E.coli : le bilan humain s'alourdit, les maraîchers s'affolent
L'origine de la bactérie E.coli, présente dans des concombres qui ont causé la mort de 14 personnes et infecté des centaines d'autres, demeurait un mystère hier (30 mai). Pendant ce temps, les scientifiques tentent d'accélérer les tests, alors que les tensions s'intensifient sur le marché européen des légumes.
L'origine de la bactérie E.coli, présente dans des concombres qui ont causé la mort de 14 personnes et infecté des centaines d'autres, demeurait un mystère hier (30 mai). Pendant ce temps, les scientifiques tentent d'accélérer les tests, alors que les tensions s'intensifient sur le marché européen des légumes.
Tous les décès ont été constatés en Allemagne, où 329 infections ont été confirmées, mais certains cas ont été enregistrés aux Etats-Unis où trois victimes ont été identifiées.
La majorité des personnes touchées ou décédées sont des femmes d'âge mûr dont les reins ont été endommagés par des toxines, après avoir développé un syndrome hémolytique et urémique (SHU) causé par une infection due à la bactérie E.coli (voir « Contexte »).
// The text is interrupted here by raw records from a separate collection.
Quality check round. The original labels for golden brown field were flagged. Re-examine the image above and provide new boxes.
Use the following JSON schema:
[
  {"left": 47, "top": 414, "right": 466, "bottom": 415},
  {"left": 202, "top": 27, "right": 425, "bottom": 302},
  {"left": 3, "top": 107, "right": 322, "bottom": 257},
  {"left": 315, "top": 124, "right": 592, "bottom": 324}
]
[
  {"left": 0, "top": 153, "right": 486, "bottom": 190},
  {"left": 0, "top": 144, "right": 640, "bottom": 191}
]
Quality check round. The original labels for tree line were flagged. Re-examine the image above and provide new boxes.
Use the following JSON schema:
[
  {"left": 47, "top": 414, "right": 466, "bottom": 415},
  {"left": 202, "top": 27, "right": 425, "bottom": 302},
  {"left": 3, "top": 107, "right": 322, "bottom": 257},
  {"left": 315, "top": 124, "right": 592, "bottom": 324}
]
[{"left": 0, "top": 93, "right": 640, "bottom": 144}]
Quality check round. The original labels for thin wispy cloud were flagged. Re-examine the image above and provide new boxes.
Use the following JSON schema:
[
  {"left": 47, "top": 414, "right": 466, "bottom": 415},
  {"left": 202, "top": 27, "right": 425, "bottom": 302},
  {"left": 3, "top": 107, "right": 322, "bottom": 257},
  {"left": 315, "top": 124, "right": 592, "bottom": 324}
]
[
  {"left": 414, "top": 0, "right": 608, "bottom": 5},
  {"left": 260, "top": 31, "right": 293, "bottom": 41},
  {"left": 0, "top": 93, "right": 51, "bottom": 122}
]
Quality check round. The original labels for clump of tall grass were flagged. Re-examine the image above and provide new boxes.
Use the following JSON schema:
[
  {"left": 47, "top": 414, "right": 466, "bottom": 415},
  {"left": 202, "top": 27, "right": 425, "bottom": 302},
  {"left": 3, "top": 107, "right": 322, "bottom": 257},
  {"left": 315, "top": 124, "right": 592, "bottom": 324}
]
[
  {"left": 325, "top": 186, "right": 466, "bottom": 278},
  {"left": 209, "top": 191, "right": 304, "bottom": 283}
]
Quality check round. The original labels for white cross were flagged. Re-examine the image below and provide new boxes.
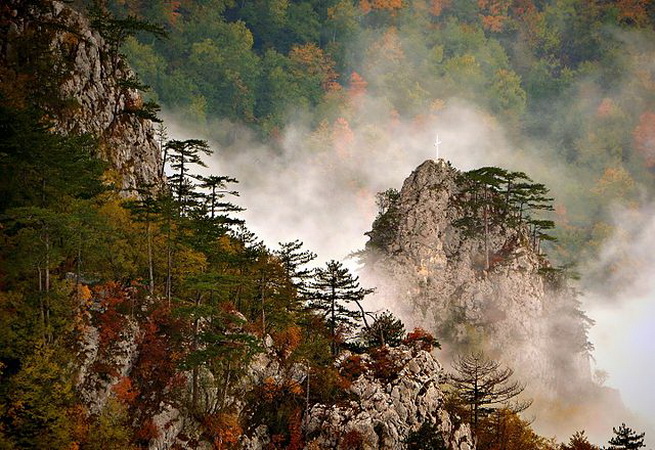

La plupart des infections constatées en dehors de l'Allemagne concernent des Allemands qui voyagent à l'étranger ou des étrangers qui ont récemment séjourné en Allemagne. Tous les décès, sauf un, ont été enregistrés au Nord de l'Allemagne. Les craintes d'une propagation de l'infection se sont toutefois intensifiées avec le décès d'une dame âgée dans l'Etat de Rhénanie du Nord-Westphalie hier à l'Ouest du pays.
La Suède a fait état de 30 cas, dont 13 ont développé le SHU, le Danemark, de 11 cas (dont cinq avec le SHU), le Royaume-Uni, de trois cas (deux SHU), les Pays Bas, d'un cas avec SHU et l'Autriche, de deux cas d'infections STEC (voir « Contexte »).
Les scientifiques tentent d'obtenir des réponses
Des concombres d'Almeria et de Malaga ont été identifiés le 26 mai comme l'une des sources de l'infection, mais des enquêtes sont en cours et les scientifiques n'ont pas encore exclu d'autres sources potentielles ou une contamination au cours du transport. Les résultats des tests devraient apporter des éléments plus probants dès demain.
Une source de l'exécutif de l'UE a expliqué que des experts de la sécurité alimentaire en Europe étaient en contact avec le laboratoire de référence de l'UE pour la bactérie à Rome, afin de tenter d'accélérer la culture des bactéries pour identifier son processus de propagation.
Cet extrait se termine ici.